Hil R. - Dec 22, 2010 4:09:44 am PST #11536 of 30000
Sometimes I think I might just move up to Vermont, open a bookstore or a vegan restaurant. Adam Schlesinger, z''l

Wisdom tooth food is boring. I wish I had ice cream. Maybe I'll ask my mom to pick some up on her way home from work. (The actual extraction site isn't hurting too much anymore, but I'm all swollen around it, so that it's hard to chew even on the other side of my mouth.)


WindSparrow - Dec 22, 2010 4:33:06 am PST #11537 of 30000
Love is stronger than death and harder than sorrow. Those who practice it are fierce like the light of stars traveling eons to pierce the night.

Ice cream wishes, Hil.

How are you doing with the snow, WS? I think of you and Daniel every time they mention Minnesota and snow and cold, even though I neglect to actually type anything.

Actually, I've been pretty grumpy about it. This is the first time since I moved here that we have had so much so early in the season. What with the tonsils rebelling at my time outside in subzero temps trying to deal with the aftermath of the blizzard two weeks ago, and the fact that more and more snow just keeps piling on, I'm kinda freaked out. People from here, they can take the time to appreciate the beauty of the snow, but it just causes anxiety for me.

Whew, you didn't expect all that, did you? Anyway I do hope that your cleaning goes ok, so that you can enjoy your visitors as much as you possibly can. I know that your family are not always easy to have around.


Nora Deirdre - Dec 22, 2010 4:42:24 am PST #11538 of 30000
I’m responsible for my own happiness? I can’t even be responsible for my own breakfast! (Bojack Horseman)

Ugh, WS. I'm so sorry. I feel that over the past 5 years or so my moods have been much more closely tied with the weather. One of the reasons, I think, that moving to New Orleans was so appealing.

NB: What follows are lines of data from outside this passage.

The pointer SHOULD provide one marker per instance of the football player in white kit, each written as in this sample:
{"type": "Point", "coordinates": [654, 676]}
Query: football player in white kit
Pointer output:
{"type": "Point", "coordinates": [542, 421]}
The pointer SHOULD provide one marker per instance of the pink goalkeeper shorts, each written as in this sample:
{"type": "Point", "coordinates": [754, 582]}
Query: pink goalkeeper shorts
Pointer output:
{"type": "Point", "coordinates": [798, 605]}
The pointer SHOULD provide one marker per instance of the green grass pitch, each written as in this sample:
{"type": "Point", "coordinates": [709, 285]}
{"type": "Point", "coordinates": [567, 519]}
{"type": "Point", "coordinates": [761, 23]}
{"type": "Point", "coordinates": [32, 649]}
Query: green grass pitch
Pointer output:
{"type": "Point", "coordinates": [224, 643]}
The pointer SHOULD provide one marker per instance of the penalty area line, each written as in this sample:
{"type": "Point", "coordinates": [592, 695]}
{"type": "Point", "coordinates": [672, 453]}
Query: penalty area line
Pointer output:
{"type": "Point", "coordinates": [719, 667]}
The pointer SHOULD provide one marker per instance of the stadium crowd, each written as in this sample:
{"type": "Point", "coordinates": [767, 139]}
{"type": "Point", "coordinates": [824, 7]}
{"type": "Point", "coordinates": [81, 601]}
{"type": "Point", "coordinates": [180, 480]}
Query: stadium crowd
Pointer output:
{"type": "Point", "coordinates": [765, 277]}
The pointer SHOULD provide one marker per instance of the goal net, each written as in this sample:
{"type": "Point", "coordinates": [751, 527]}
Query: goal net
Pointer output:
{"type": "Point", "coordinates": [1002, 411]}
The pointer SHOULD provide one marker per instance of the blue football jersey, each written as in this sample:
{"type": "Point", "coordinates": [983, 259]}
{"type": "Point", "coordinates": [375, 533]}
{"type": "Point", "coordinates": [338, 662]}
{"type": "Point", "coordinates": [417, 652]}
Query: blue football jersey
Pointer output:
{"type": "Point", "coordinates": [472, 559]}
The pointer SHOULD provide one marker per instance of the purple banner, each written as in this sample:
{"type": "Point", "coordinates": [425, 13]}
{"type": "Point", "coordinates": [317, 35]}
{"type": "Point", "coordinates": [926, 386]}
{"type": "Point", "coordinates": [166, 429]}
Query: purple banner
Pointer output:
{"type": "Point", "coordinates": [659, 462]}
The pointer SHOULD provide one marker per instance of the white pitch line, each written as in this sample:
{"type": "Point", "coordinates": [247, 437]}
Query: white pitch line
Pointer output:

Barb - Dec 22, 2010 5:36:40 am PST #11539 of 30000
“Not dead yet!”

As tired as I was last night and as easily as I fell asleep, didn't stop me from waking up at four and starting to make mental lists of all the things I need to do today before my mother arrives. Which include wrapping her gifts and hiding them because the woman is worse than any toddler I've ever known.

So today is going to be high on the sucktastic scale, but I'm going to make my minions do a fair share of the work so that I'm not making myself too crazy.

I feel that over the past 5 years or so my moods have been much more closely tied with the weather. One of the reasons, I think, that moving to New Orleans was so appealing.

I find weather related moods an endless source of fascination, especially given that I'm the reverse of most anyone I know. I can't tell you how many people have told me, since our move to Seattle, how much better and happier I look and how much more relaxed I seem. It seems, no matter how much I say that I prefer cooler climates and actually enjoy the moderately overcast days that dominate, especially at this time of year, nobody ever believes me. And the getting dark early doesn't bother me one bit.

The bonus here, is that because of the more moderate temps, I actually enjoy the bright sunny days we get, so I'm definitely more affected by temperature and humidity than anything else.